Sunday, December 28, 2025

Where the Robots are Tired

The Liberation (The Alchemy Wars, #3)The Liberation by Ian Tregillis
My rating: 4 of 5 stars

In some ways this novel (and series) didn't exactly work for me. It left some stuff out that I wanted, and it wasn't organized the way I like my stories organized. But it's so creative, thought-provoking, profound, and terrifying that it's still pretty damn awesome. I accomodate those contradictions with a 4/5, and I'll kinda explain.

The setup and world building are topnotch. The Dutch invented unstoppable robot servants in the 1600s, and used them to become the greatest world empire. The French, their only remaining enemy, use advanced chemistry to fight back, to hold, to barely survive, though they are forced to move all of government and the Catholic Church to the New World, our Quebec and Ontario, mostly. (The Dutch have the southern colonies.)

The central question of the series, concluding here, is whether the "Clakkers" are sentient beings with a right to free will, something they are denied by the various sciences used by their creators and masters, particularly alchemy. The robots are tightly controlled and are unable to do anything other than what they are told to do. We follow from book one a robot named Daniel who has accidentally gained freedom and escaped to the New World. But we learn he's not the only free robot, and by the third book many have been freed and are rampaging on both sides of the ocean, trampling their oppressors--who never believed they were sentient or capable of thought, and never knew they were committing horrible crimes against thinking beings.

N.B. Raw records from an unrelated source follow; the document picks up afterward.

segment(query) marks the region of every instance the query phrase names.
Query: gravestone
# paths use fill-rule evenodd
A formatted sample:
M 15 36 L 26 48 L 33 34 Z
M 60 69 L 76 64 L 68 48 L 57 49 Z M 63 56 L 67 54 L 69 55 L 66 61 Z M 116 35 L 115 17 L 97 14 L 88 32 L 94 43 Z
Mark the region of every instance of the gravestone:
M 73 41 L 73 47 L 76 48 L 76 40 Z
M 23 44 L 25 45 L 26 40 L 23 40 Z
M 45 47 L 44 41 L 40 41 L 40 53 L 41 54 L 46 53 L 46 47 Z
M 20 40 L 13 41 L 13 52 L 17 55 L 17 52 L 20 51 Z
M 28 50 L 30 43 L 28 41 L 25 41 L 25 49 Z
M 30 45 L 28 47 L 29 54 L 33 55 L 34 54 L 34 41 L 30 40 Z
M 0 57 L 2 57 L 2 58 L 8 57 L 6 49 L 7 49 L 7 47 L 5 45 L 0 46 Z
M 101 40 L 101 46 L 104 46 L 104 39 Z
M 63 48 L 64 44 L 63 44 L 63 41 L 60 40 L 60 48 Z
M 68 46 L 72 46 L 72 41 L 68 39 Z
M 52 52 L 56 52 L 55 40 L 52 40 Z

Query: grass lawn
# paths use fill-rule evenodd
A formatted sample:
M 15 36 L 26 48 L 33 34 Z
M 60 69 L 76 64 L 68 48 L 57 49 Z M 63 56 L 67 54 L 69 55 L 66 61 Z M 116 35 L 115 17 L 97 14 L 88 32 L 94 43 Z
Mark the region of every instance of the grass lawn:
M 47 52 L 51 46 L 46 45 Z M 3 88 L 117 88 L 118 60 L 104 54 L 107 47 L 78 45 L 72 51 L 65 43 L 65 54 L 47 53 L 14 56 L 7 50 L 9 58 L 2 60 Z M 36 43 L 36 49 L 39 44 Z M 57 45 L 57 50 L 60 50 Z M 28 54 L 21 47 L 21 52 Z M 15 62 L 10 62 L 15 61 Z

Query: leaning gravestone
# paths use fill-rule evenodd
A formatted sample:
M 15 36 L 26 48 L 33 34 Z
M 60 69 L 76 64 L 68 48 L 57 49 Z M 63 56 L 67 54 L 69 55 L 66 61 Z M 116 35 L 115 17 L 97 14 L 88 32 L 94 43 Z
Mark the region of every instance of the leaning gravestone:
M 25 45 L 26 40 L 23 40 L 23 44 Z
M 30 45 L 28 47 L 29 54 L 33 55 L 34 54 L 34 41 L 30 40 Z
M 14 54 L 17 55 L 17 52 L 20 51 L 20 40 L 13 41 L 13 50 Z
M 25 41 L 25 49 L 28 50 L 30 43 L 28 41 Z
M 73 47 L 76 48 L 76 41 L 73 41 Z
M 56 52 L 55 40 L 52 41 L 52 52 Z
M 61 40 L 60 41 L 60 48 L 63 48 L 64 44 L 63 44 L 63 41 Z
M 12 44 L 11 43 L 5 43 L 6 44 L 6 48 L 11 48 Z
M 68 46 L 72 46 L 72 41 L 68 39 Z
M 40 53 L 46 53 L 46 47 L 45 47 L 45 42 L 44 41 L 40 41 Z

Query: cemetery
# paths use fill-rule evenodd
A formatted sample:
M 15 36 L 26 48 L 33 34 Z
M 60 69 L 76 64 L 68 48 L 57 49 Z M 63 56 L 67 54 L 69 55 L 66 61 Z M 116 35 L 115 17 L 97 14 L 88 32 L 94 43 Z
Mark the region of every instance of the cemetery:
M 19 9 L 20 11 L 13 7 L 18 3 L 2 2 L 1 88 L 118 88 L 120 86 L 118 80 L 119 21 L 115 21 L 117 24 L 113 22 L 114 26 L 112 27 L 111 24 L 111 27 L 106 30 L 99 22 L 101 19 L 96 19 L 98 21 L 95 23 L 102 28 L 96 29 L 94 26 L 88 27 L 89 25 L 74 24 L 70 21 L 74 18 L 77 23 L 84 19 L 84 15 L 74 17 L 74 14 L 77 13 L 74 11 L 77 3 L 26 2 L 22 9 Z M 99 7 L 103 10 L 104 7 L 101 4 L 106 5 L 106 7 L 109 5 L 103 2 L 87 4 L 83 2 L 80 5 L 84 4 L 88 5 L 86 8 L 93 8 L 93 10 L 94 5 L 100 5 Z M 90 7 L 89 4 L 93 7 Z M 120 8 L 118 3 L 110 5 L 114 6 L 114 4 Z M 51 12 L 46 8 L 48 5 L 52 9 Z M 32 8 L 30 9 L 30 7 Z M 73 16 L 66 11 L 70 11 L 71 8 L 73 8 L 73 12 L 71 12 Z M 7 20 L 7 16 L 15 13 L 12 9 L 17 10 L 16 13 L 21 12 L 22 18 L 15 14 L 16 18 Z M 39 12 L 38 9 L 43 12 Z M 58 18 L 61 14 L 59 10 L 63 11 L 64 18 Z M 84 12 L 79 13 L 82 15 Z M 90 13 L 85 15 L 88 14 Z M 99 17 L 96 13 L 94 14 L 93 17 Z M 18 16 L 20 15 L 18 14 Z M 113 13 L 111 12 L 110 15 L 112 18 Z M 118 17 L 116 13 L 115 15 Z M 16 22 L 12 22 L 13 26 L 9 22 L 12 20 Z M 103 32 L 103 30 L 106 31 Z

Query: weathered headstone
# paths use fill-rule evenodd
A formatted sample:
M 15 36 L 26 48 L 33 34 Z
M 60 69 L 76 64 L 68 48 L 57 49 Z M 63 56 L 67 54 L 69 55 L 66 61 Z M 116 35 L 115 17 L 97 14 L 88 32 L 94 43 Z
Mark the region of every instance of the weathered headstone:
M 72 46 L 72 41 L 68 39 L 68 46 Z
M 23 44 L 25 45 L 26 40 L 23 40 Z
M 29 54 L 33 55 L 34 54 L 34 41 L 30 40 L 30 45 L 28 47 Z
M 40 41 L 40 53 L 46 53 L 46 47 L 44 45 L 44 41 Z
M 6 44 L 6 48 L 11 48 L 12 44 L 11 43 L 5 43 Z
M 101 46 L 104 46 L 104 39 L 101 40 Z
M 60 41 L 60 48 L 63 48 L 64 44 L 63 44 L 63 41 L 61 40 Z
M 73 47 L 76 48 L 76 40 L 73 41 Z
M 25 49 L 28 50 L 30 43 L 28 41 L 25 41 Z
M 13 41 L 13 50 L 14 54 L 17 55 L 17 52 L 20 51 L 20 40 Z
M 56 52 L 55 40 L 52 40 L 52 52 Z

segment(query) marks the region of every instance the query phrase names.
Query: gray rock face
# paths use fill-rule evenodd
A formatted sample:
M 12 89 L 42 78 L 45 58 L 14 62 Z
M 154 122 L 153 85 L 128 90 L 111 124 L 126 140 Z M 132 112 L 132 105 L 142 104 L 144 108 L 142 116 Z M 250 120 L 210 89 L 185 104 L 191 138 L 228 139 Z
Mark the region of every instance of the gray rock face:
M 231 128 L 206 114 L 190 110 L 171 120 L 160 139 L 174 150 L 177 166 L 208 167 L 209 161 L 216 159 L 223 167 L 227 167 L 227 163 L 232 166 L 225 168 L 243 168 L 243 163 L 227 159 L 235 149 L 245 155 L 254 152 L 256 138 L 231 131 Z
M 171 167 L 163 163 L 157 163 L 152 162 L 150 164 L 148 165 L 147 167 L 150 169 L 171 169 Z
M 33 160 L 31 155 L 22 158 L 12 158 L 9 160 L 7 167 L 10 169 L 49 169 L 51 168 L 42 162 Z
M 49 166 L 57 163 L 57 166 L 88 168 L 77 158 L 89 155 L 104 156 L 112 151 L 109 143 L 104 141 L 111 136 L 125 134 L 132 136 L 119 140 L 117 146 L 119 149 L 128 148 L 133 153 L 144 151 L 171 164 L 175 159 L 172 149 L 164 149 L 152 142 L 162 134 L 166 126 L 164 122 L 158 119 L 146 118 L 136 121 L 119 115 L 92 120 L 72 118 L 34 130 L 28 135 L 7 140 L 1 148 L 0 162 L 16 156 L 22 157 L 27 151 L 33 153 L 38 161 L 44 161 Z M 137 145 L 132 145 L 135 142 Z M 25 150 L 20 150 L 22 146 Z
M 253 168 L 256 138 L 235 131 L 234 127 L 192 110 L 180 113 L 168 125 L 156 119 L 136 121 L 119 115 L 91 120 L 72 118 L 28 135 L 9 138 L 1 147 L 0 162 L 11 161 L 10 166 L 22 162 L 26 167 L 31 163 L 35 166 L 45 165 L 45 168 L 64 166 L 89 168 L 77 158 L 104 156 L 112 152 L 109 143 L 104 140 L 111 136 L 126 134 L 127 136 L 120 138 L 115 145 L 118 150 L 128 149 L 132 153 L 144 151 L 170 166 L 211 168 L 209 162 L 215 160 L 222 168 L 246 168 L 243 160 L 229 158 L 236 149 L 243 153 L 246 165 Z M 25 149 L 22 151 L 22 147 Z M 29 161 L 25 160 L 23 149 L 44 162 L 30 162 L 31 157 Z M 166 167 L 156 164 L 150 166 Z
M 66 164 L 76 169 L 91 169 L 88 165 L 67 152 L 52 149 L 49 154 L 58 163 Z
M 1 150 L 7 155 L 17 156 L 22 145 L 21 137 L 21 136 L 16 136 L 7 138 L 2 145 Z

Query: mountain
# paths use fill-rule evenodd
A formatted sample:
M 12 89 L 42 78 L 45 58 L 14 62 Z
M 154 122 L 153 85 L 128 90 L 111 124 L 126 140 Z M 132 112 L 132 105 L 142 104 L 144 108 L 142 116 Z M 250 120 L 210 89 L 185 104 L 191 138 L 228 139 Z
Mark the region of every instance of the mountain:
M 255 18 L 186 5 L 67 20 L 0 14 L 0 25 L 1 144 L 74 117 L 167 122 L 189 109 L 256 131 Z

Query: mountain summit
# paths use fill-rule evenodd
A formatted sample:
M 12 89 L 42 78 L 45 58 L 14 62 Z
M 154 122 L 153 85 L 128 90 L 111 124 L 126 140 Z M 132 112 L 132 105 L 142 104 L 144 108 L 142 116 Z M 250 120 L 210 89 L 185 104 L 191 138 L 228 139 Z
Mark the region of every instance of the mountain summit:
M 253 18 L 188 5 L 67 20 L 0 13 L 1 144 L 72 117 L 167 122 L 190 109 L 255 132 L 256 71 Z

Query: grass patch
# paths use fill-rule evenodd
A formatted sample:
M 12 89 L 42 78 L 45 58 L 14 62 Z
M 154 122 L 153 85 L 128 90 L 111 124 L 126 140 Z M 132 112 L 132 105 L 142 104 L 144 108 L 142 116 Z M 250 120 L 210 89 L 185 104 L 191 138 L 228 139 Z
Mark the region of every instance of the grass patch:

There are many fantastic and horrible characters, brutal and cruel opponents among both the humans and robots, and it's the many factions and points of view that make the story less focused than I would like. The main conflict for humans, in a general sense, is very clear--survive the onslaught of emancipated and angry robots who are much, much faster and stronger than humans. That's cool. But when you try to narrow that down to a more specific goal, to something actionable, it's not there. There's no clear through-line of action; the main human characters are mostly just getting pushed around and chased and scattered. This is foxes and chickens, and I wanted the chickens to come up with something. I wanted to see a coherent plan of action, a coming-together of human factions much earlier, a dramatic push-back with explainable goals. Instead, we get a lot of muddling about, a lot of chaotic movement without purpose, before we reach a quick resolution with a lot of loose ends.

Still great. Very good prose. Lots of big ideas. I had fun reading the whole series, which is awesome in many ways, and for sure there's a lot to chew on. It's definitely worth investigating if you like fantasy.